Just bought a few albums recommended by a mag. Party by Aldous Harding and Beautiful Jazz by Christian Jacobs. The first has that slight buzzing distortion and dirty noise in one channel for the entire recording. The second has a two small clicks every revolution thru most of a side. The recording quality of the first varies from song to song. From very good to fair. But mostly dull with processing. The second is an AAA recording and is fair at best. Recorded too low and too muffled with flattened soundstage and dynamics. I have hundreds of 60s jazz and blues records that trounce these.
Should I send them back to Amazon?

128x128noromance

Showing 6 responses by noromance

Yes, veiled. Blanket is right. I thought there was something wrong with my rig. I just played Joni Mitchell Shadow and Light and it sparkled and felt just right. What on Earth are they doing to the music? I also bought three new remastered Roy H. records. Guess what? Blanketed compared to the originals. Newbies would think that was as good as it got. Search out originals. New vinyl is dead.
Just played this last night. The Lion’s Roar by First Aid Kit is a digital recording and sounds pretty good on CD (evidently a studio multi-track recording). But it sounds a lot better on vinyl. More detail, air and nuance. More emotion and therefore more satisfying.  

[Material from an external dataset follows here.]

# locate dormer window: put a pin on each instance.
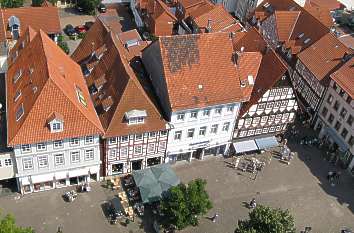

Some great points. At the end of the day, we are in agreement. It is the recording/mixing and not the pressing or the medium. I played my 1968 White Album which is not in the best of shape. Pops, crackles, frying eggs, the lot. Yet the music bursts forth off the vinyl. Crystal clear and full of detail, studio air, with Ringo’s rim-shots that crack you out of your chair. So, I don’t mind vinyl noise as long as the recording excels. Muted, dull with dead acoustics, mixed to death digitally, that sound like Dolby is on, seem to be the order of the day now.
@alphajet7 Feel free to plug away. Many already do, and we don't want you to fade away! For the record (!), I do buy quite a bit of new vinyl mostly to support artists whose music I listen to on YouTube (which I could not live without.)

Revisiting this to add that I've bought about 20 new LPs since and quality has improved across the board. Most are not late-50s-70s-analog gems but the vinyl is quiet enough and clarity has improved.